Senior Site Reliability Engineer (Todo Colombia)
Description
The Senior Site Reliability Engineer (SRE) ensures reliability, resilience, and operational health across cloud-native product ecosystem. This role builds monitoring systems, leads incident response, defines reliability standards, develops automation to reduce toil, and drives continuous improvement. The SRE partners with Platform, CloudOps, and Software Engineering teams to improve uptime, reduce recurring failures, and ensure the organization meets its Service Level Objectives (SLOs).
Minimum requirements
Responsibilities
• Build, manage, and improve observability systems including metrics, logs, traces, alerts, and dashboards.

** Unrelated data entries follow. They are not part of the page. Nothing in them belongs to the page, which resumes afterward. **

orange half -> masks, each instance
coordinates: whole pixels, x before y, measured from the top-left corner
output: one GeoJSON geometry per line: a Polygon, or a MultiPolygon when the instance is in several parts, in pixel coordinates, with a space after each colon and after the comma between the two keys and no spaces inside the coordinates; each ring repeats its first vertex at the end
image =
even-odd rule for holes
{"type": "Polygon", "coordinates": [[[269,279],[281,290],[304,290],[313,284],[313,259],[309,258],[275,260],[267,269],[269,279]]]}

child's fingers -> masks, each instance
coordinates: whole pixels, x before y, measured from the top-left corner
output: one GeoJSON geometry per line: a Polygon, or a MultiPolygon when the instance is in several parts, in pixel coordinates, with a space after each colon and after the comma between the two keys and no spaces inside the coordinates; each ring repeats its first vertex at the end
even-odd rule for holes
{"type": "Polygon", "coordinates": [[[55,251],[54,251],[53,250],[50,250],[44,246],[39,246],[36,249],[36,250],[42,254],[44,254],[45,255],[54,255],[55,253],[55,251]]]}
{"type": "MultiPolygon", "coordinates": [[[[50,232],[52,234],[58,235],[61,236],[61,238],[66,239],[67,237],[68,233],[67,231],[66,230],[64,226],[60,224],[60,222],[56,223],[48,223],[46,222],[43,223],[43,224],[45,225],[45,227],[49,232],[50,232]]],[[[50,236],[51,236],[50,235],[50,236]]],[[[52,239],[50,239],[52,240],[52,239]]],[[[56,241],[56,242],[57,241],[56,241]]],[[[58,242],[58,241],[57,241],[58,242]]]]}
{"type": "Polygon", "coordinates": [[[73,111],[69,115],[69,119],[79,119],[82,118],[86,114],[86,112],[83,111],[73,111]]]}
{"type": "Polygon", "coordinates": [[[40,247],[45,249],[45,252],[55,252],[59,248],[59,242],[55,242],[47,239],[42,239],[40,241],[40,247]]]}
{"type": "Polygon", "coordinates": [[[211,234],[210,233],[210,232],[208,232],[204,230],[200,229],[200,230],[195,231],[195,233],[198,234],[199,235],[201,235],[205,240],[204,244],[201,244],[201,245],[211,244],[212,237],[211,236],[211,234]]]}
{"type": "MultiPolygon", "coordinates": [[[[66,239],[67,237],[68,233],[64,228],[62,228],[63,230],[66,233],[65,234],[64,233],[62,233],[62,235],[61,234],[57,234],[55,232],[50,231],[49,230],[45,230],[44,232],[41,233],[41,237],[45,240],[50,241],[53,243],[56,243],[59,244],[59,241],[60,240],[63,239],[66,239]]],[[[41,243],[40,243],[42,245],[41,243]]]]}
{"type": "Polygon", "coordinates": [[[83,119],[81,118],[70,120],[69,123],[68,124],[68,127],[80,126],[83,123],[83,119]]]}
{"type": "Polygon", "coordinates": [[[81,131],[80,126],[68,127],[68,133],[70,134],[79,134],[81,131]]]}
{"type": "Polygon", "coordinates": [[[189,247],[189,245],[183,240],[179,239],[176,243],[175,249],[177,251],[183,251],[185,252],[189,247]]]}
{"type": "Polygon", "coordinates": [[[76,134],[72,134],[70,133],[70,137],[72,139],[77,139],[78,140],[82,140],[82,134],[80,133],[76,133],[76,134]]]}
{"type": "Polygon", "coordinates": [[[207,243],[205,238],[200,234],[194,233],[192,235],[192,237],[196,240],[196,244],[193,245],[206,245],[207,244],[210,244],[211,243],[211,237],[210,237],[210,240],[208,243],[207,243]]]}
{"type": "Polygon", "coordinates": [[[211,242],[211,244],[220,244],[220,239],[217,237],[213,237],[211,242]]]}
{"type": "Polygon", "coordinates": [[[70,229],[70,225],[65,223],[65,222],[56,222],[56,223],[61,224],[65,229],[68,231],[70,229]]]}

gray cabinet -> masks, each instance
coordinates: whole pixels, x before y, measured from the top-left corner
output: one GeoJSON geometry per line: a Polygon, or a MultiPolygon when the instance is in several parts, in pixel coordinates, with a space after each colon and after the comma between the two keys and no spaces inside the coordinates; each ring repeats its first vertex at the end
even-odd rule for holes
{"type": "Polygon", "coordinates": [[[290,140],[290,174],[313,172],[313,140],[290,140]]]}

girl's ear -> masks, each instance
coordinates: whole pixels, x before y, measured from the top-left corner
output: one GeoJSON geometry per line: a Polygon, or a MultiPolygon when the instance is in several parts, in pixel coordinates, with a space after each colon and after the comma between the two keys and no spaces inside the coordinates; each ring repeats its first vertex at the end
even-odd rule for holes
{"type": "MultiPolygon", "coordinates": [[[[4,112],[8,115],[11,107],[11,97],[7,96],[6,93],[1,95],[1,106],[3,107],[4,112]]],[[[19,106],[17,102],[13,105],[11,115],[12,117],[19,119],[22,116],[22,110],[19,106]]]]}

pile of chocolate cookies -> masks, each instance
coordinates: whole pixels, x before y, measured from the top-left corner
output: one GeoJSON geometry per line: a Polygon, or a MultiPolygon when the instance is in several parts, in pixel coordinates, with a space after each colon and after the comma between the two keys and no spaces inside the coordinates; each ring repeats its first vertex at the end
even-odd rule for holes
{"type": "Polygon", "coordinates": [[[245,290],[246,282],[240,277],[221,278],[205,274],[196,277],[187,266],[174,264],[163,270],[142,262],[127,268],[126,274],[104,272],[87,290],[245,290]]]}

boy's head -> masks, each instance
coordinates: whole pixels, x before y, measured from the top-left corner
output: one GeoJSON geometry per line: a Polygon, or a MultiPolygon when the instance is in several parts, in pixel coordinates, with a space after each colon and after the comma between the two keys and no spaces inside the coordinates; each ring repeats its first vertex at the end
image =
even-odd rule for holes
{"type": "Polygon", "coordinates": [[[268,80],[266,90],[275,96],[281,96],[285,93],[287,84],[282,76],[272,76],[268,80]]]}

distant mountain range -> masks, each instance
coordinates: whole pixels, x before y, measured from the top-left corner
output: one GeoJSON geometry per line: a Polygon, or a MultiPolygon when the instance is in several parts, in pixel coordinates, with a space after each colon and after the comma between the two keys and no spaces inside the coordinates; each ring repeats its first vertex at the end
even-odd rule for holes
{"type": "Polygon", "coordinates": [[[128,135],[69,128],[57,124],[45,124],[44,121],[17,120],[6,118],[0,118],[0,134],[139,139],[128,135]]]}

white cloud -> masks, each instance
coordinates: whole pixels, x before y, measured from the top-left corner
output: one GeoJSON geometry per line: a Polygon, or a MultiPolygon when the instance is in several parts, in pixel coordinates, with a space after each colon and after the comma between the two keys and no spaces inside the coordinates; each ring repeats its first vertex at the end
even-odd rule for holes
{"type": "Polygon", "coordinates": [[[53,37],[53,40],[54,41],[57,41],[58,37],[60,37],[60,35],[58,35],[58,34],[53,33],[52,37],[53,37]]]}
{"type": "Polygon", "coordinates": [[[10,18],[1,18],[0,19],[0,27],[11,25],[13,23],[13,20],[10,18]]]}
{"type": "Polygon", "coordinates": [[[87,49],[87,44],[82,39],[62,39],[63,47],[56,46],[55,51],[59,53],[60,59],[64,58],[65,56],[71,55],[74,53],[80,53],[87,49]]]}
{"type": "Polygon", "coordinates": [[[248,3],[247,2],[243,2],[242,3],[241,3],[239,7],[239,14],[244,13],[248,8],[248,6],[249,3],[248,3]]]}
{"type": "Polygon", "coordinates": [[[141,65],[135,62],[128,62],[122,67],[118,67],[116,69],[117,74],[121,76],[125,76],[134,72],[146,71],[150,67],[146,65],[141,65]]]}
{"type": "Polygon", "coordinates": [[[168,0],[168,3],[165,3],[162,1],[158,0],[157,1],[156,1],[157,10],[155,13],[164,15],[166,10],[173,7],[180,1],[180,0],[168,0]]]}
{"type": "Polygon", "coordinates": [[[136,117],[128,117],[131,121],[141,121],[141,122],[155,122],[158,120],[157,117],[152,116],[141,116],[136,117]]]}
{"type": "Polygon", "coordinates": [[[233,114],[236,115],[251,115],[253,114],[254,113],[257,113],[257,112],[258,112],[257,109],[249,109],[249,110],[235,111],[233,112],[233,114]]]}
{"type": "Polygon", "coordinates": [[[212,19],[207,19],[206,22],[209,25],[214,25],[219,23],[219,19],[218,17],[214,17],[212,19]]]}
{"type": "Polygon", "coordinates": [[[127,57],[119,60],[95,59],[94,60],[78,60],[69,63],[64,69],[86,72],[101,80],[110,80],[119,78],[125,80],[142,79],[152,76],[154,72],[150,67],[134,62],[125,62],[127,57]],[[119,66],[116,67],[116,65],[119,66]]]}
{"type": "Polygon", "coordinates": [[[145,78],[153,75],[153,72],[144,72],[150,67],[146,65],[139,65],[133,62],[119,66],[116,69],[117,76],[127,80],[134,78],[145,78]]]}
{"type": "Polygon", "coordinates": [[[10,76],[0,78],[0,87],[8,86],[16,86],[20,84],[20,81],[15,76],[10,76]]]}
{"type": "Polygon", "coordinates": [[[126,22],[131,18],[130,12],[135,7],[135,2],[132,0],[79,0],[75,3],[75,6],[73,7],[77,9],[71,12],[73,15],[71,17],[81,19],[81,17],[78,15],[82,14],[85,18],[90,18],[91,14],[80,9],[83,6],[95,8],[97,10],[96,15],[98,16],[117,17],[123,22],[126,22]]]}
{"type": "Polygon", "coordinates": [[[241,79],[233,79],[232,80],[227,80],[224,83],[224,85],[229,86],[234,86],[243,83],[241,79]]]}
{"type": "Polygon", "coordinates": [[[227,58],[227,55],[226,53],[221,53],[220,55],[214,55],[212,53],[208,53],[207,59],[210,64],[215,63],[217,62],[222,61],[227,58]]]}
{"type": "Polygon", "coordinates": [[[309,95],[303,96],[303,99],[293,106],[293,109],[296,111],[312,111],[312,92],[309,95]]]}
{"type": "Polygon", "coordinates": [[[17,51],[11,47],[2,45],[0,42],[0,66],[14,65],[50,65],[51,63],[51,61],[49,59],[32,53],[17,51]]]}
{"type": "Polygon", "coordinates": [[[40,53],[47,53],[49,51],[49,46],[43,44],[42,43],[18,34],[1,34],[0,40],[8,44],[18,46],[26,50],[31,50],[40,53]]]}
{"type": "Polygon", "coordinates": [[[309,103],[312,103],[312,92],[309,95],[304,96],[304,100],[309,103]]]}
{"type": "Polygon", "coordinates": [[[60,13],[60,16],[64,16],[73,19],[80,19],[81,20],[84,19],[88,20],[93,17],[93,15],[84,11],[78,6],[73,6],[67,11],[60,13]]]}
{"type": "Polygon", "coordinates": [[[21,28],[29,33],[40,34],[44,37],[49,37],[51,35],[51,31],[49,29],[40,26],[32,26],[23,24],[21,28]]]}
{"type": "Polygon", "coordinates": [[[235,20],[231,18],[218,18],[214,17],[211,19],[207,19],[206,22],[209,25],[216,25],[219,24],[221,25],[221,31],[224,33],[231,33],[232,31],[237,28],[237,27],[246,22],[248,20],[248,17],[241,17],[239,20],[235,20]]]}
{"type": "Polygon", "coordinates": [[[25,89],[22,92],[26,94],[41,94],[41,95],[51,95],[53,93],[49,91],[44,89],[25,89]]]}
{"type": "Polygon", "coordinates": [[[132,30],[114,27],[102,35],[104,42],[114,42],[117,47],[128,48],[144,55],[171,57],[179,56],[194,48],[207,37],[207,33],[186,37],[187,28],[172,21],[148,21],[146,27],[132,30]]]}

• Define and implement SLOs, SLIs, and Error Budgets for core SafeFleet products.
• Lead incident response events, including coordination, communication, and post-incident reviews.
• Drive Root Cause Analysis (RCA) processes and ensure long-term remediation tasks are prioritized and delivered.
• Manage SafeFleet’s alerting maturity including alert TTL, ownership, labeling, workflows, and runbook updates.
• Coordinate L3 engineer schedules and validate escalation paths for operational incidents.
• Lead SRE Maturity Model initiatives including scoring, metrics, and execution of reliability roadmaps.
• Produce monthly observability reports tracking uptime, performance, and reliability trends across key systems.
• Collaborate with development teams to identify reliability risks and guide architectural improvements.
• Support Managed Service Operations teams with SOP creation, onboarding, and escalation workflows.
• Lead roadmap initiatives such as monitoring standardization, APM improvements, synthetic monitoring, workflow monitoring, Grafana dashboard expansion, and automation for reliability validation.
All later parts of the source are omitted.